Разумеется, она испугалась: на улице темно, фонарь над дверью перегорел, и Рита едва сумела попасть ключом в замок, а тут еще над самым ухом кто-то заговорил! Она выронила ключи, разглядев в темноте два мужских силуэта. Один нагнулся и поднял связку, второй не двигался, стоя чуть поодаль. Мужчина вложил ключ в ее дрожащую руку, а другой рукой вынул что-то из кармана. Рита приготовилась к худшему, но это оказалась всего лишь зажигалка.
– Непорядок, Маргарита Григорьевна, – заметно грассируя, заметил мужчина, направляя зажигалку так, чтобы она могла разглядеть его лицо. – Надо заменить лампочку, а то можно запросто сломать шею в темноте на льду!
Внешность говорившего оказалась совсем не пугающей. Он был ниже Риты, лысоватый, с чисто выбритым круглым лицом, не лишенным приятности. Несколько излишнюю полноту его скрывало отлично сшитое пальто с меховым воротником. Глаза незнакомца, серые и слегка навыкате, смотрели доброжелательно.
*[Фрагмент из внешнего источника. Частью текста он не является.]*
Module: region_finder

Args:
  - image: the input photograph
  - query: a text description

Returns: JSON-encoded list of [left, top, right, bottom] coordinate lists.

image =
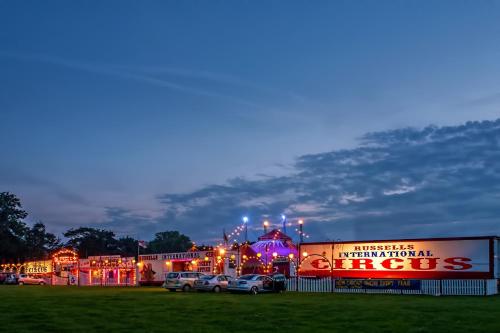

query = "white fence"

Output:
[[287, 277, 498, 296]]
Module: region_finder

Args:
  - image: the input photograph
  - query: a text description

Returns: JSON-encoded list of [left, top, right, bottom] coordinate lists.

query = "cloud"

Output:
[[0, 51, 263, 109], [147, 120, 500, 240], [4, 119, 500, 242]]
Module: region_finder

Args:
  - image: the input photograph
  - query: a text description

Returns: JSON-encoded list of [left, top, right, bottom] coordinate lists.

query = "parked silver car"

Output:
[[163, 272, 205, 291], [227, 274, 286, 295], [194, 274, 233, 293]]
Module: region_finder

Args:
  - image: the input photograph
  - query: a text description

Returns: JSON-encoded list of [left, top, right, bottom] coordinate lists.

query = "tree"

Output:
[[118, 236, 137, 257], [25, 222, 61, 259], [0, 192, 28, 259], [64, 227, 119, 257], [147, 231, 193, 253]]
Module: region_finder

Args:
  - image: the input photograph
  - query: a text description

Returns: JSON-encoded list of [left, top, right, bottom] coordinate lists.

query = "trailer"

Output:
[[298, 236, 500, 280]]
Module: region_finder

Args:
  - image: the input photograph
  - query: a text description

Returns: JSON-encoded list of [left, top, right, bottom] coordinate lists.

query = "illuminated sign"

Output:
[[24, 260, 52, 274], [335, 279, 420, 290], [300, 238, 492, 279]]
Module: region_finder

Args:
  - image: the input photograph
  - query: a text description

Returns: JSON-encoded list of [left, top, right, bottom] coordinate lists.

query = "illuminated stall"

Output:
[[137, 251, 217, 285], [0, 260, 53, 284], [79, 255, 136, 286], [51, 249, 79, 285]]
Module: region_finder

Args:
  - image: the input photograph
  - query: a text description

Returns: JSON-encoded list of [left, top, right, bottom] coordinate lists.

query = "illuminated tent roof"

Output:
[[251, 229, 298, 257]]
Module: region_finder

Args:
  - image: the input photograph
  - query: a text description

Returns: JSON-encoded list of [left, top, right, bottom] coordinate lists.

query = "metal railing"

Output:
[[287, 277, 498, 296]]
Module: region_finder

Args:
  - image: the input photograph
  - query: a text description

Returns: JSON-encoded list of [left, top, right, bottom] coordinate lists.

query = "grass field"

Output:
[[0, 286, 500, 333]]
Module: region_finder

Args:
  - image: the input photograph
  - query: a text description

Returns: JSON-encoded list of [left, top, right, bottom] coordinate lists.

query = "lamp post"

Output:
[[243, 216, 248, 243], [299, 220, 304, 243]]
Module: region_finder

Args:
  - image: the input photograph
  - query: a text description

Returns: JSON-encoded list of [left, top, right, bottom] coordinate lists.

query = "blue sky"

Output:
[[0, 0, 500, 241]]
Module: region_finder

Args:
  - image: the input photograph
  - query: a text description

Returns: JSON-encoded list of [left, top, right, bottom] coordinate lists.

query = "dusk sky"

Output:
[[0, 0, 500, 243]]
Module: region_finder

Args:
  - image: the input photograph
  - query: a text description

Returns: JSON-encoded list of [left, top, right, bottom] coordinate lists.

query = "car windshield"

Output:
[[238, 274, 258, 280]]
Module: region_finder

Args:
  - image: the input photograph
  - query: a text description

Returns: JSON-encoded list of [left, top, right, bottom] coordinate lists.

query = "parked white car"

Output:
[[17, 274, 46, 286], [194, 274, 233, 293], [227, 274, 286, 295], [163, 272, 205, 291]]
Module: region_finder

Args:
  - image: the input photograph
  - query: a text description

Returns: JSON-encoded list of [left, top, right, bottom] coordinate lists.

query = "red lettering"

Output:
[[311, 259, 330, 269], [351, 259, 373, 269], [409, 258, 439, 271], [444, 257, 472, 271], [333, 259, 345, 269], [381, 258, 404, 269]]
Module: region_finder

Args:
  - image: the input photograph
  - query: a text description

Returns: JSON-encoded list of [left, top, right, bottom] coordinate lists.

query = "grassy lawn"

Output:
[[0, 286, 500, 333]]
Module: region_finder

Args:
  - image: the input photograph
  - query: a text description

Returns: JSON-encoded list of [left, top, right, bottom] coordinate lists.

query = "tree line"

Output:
[[0, 192, 194, 262]]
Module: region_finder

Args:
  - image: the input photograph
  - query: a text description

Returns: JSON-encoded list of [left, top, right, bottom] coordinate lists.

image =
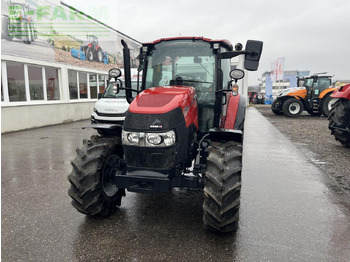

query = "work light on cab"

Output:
[[108, 68, 122, 78]]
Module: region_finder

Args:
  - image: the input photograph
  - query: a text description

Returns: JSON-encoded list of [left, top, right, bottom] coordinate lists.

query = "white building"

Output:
[[1, 0, 140, 133]]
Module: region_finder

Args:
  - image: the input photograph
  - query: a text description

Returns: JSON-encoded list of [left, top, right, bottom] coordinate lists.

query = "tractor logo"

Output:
[[149, 119, 163, 129]]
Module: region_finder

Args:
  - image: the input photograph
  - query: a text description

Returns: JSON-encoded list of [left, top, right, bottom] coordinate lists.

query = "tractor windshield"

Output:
[[303, 78, 314, 88], [145, 40, 215, 104]]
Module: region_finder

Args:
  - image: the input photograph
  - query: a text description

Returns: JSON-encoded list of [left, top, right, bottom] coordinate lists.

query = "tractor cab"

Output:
[[126, 37, 260, 132], [87, 35, 98, 46], [303, 75, 332, 98]]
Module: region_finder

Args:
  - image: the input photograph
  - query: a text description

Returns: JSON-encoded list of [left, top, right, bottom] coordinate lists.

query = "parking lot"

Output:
[[1, 108, 350, 261]]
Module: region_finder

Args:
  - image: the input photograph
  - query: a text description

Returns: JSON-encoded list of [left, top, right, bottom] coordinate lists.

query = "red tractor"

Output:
[[328, 84, 350, 147], [80, 35, 105, 63], [68, 37, 263, 232]]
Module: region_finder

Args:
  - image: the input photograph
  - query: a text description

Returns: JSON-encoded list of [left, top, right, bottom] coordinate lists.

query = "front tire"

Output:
[[328, 98, 350, 147], [283, 98, 304, 117], [203, 141, 242, 233], [271, 99, 283, 116], [68, 136, 125, 216]]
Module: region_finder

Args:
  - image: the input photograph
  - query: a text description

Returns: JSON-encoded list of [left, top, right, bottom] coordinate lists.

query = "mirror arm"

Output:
[[218, 51, 245, 59]]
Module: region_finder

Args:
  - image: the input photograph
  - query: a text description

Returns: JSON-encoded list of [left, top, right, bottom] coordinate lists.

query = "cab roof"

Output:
[[143, 36, 233, 51]]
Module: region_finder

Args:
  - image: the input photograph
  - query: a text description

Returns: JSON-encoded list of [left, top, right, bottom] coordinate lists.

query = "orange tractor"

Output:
[[271, 73, 337, 117], [328, 84, 350, 147]]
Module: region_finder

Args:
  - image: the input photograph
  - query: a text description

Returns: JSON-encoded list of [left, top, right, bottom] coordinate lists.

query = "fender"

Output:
[[331, 84, 350, 100], [223, 93, 246, 130]]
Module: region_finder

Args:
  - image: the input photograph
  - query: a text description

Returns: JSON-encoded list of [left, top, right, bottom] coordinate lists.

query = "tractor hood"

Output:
[[277, 87, 306, 97], [129, 86, 195, 114]]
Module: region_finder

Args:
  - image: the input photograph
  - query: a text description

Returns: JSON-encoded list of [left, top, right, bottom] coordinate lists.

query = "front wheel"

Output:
[[283, 98, 304, 117], [203, 141, 242, 233], [271, 99, 283, 116], [68, 136, 125, 216], [328, 98, 350, 147]]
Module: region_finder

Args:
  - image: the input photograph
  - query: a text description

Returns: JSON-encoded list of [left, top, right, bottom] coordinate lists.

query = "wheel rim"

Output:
[[289, 102, 300, 115], [102, 155, 120, 197], [328, 98, 338, 110]]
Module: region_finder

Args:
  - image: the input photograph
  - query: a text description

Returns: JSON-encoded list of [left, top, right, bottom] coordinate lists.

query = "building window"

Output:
[[6, 62, 27, 102], [79, 72, 88, 98], [28, 66, 44, 100], [98, 75, 106, 94], [68, 70, 78, 99], [45, 67, 60, 100], [89, 74, 97, 99]]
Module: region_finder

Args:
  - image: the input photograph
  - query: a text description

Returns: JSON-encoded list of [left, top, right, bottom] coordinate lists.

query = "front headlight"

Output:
[[126, 133, 140, 144], [163, 130, 176, 146], [146, 134, 163, 145], [122, 130, 176, 147]]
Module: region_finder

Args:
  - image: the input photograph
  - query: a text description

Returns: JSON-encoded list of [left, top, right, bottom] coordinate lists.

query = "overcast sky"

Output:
[[64, 0, 350, 85]]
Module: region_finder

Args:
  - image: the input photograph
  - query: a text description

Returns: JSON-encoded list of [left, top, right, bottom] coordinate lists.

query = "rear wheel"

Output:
[[203, 141, 242, 232], [68, 136, 125, 216], [328, 98, 350, 147], [322, 95, 338, 117], [271, 99, 283, 115], [283, 98, 304, 117]]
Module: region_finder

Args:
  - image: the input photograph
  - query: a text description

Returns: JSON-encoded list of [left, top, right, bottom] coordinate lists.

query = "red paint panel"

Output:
[[129, 86, 198, 129], [224, 93, 240, 129]]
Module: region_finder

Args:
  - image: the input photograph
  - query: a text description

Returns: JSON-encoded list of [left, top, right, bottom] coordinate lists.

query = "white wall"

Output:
[[1, 101, 95, 133]]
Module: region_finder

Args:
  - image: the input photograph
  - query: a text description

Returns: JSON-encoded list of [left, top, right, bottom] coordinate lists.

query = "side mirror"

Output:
[[244, 40, 263, 71]]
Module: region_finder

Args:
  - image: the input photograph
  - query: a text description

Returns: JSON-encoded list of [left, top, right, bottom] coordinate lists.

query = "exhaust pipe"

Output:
[[121, 39, 133, 104]]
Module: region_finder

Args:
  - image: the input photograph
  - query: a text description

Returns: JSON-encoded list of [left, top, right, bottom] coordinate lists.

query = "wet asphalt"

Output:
[[1, 108, 350, 261]]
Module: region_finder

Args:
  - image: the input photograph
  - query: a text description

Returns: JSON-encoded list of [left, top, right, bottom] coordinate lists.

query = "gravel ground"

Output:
[[254, 105, 350, 203]]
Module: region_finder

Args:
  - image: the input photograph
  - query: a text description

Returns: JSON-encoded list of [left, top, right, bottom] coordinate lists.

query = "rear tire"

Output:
[[328, 98, 350, 147], [68, 136, 125, 216], [283, 98, 304, 117], [203, 141, 242, 233], [322, 95, 338, 117]]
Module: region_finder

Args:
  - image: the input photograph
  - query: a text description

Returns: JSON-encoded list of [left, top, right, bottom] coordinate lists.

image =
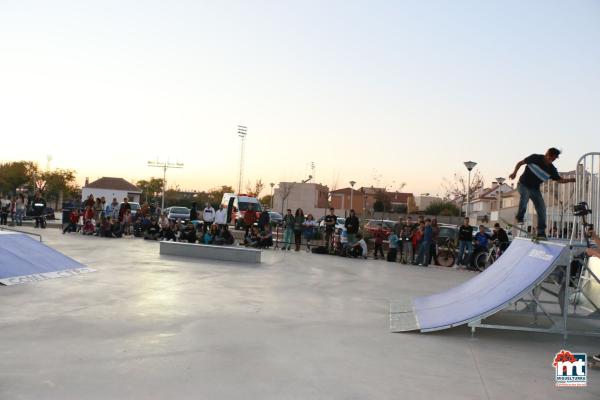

– Где мои манеры! – покачал он головой. – Позвольте представиться: Владимир Соломонович Горенштейн. – Он с достоинством поклонился. Старомодная форма представления рассмешила Риту, и все ее опасения мгновенно улетучились, хотя в темноте продолжала маячить вторая фигура, гораздо более внушительных размеров.
– Это Ваня, мой шофер, – сказал Владимир Соломонович, проследив за ее взглядом. – Прошу вас ненадолго в мою машину, барышня, а то здесь, в темноте и холоде, как-то неприлично беседовать.
Интуитивно понимая, что бояться нечего, Рита безропотно подчинилась приглашению. В салоне работал обогреватель, и она вдруг поняла, что действительно замерзла, стоя на ветру.
– Жаль, что до сих пор нам не представился шанс познакомиться, Марго, – сказал Владимир Соломонович, садясь на место водителя и разворачиваясь к ней лицом. – У нас с вашим папой были денежные дела. Я присутствовал на похоронах и хочу принести соболезнования, пусть и с опозданием. Редкий был человек ваш отец, таких давно сняли с производства!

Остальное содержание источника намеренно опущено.